Özeleştiri, siyasal zafiyet algısı yaratmamalı.
Ve daha önemlisi, rakip ve akıl hocaları ciddiye alınmalı.
Nedeni gayet açık... "Gezi olayları"ndan bu yana siyasal alana etki eden farklı unsurlar, sanılanın aksine derslerine çalışmışlar. AK Parti'nin güçlü ve zayıf yönlerine ilişkin etki analizlerine kafa yormuşlar. Bu amaçla yerli ve yabancı taktisyenlerin önerilerini dinlemişler.
Devlet kadrolarından belli ölçüde teknik destek almayı başarmışlar.
Maalesef... AK Parti ikliminde büyümüş, sonrasında yanlış ellerde hasat edilmiş kişi ve kurumların aktarımlarından da yararlanmışlar.

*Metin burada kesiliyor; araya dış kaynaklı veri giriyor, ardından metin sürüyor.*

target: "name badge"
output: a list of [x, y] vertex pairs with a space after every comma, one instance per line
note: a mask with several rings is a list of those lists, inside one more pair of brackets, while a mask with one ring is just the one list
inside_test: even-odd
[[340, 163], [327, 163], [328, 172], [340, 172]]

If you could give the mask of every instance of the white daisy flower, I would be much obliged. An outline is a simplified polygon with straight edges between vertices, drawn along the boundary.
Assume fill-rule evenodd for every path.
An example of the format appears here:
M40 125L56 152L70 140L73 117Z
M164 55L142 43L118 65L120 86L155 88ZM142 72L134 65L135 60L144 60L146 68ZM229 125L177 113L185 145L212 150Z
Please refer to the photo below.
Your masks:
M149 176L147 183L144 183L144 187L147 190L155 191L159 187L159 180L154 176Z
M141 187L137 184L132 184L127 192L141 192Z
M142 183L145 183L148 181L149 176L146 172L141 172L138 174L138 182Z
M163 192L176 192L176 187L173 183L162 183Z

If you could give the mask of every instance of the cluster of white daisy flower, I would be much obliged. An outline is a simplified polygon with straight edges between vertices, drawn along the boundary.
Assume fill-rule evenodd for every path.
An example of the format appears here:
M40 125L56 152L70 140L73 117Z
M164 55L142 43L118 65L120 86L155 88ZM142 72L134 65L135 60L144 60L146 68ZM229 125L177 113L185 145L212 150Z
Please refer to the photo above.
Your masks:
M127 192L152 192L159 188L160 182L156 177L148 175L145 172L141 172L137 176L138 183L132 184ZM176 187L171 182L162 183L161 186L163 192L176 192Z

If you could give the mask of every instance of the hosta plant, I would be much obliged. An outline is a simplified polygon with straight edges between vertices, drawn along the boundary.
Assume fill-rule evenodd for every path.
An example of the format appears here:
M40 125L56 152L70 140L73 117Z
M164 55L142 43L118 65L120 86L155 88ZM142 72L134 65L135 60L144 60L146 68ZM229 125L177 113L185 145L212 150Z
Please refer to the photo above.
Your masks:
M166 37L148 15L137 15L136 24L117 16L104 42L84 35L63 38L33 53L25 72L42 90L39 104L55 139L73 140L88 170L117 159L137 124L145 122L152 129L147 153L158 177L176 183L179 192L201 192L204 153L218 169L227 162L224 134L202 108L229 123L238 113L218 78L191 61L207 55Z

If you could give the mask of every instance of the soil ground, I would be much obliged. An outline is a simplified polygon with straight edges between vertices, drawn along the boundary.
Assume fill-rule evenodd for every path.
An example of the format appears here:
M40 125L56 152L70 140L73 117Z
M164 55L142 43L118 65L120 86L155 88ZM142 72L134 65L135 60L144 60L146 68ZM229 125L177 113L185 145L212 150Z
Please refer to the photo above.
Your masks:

Ayrıca... "İttifak sistemi"nin tüm avantajlarını kullanmışlar. Uç toplumsal unsurların temsilcileri ile aylar öncesinden ortak paydada buluşmuşlar. Birbiri ardına gelecek adımları da planlamışlar.
"Meşruiyet, Mağduriyet, Münakaşa" çizgisinde yol haritası çizmişler. AK Parti saflarına taarruz ederek, kişileri birbirine düşürmeyi, sürekli savunmada bırakmayı hedeflemişler. Doğru-yanlış fark etmeksizin sosyal medyada servis edilen her iddianın/ iftiranın taraftar bulabildiğini anlamışlar.
Oluşturdukları sanal gerçekliği, hayatın gerçeği gibi zihinlere yerleştirebileceklerini öğrenmişler. Psikolojik harp yöntemlerini bilenlerden, sinir uçlarına dokunma inceliklerini ezberlemişler.